3- DARE ATTENZIONE ALL’AGENCY INDIVIDUALE, cioè allo spazio di manovra che il singolo ha nel
contesto in cui si muove. Quindi si guarda sia le strategie, le scelte e le pratiche individuali ma
anche il loro rapporto con la loro dimensione interazionale. Strutture sociali viste come reti di
relazioni, con un costante rinegoziare dei confini tra individui e gruppi, che quindi sono visti in
modo statico.
4- ESPLICITARE LE PROCEDURE: METODOLOGIA E NARRAZIONE nel senso che si abbandona
l’assertività onnisciente dello storico per un approccio sperimentale verso la ricerca storica, grazie
alla complementarietà tra consapevolezza teorica e lavoro empirico.

CI sono due approcci diversi nella microstoria, che non comunicano molto tra loro:
1- Quello sociale: il centro dell’analisi sono i comportamenti e le strategie di attori che
vengono inquadrati precisamente nelle reti di relazioni sociali, indagate anch’esse.
2- Quello culturale: il centro dell’analisi sono frammenti di comportamenti che rivelano il
significato culturale che gli attori attribuiscono al loro universo sociale.
E’ la contestualizzazione a fare la differenza e di fatto si tratta di due prospettive intrecciate tra
loro.

La microstoria e la dimensione globale.
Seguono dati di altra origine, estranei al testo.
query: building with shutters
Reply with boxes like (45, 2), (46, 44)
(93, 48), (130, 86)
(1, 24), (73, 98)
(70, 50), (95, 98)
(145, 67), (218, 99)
La storia globale ha dato vita negli ultimi decenni a
una proliferazione di pubblicazioni, ricerche, riviste, che analizzano la connessione tra varie
parti e culture del mondo per comprendere i fenomeni e le situazioni un tempo studiati come
realtà chiuse in se stesse. Questo sembra lontanissimo dalla microstoria ma non è proprio
così, esistono convergenze possibili:
1- Recuperare la dimensione umana e individuale in un racconto storico globale,
individuando maggiore spazio per la soggettività e l’agency individuale in un racconto
storico globale.
2- Ritornare alle fonti primarie tramite la microstoria, abbandonando il predominio delle
fonti secondarie.
3- Il recupero della microanalisi può risultare in una inferiore ossessione con l’analisi del
movimento che la storia globale tende ad avere. Con questa fissazione infatti viene
tralasciato tutto quanto risulti poco mobile o ai margini, quindi serve utilizzare la
microstoria nella storia globale per analizzare le specificità dei singoli contesti.
4- Storia globale innervata di una dimensione microanalitica come la storia dei mercanti
sefarditi livornesi studiati da Francesca Trivellato per individuare connessioni extra locali
ma anche quello dei contesti locali che mantengono proprie consistenti peculiarità.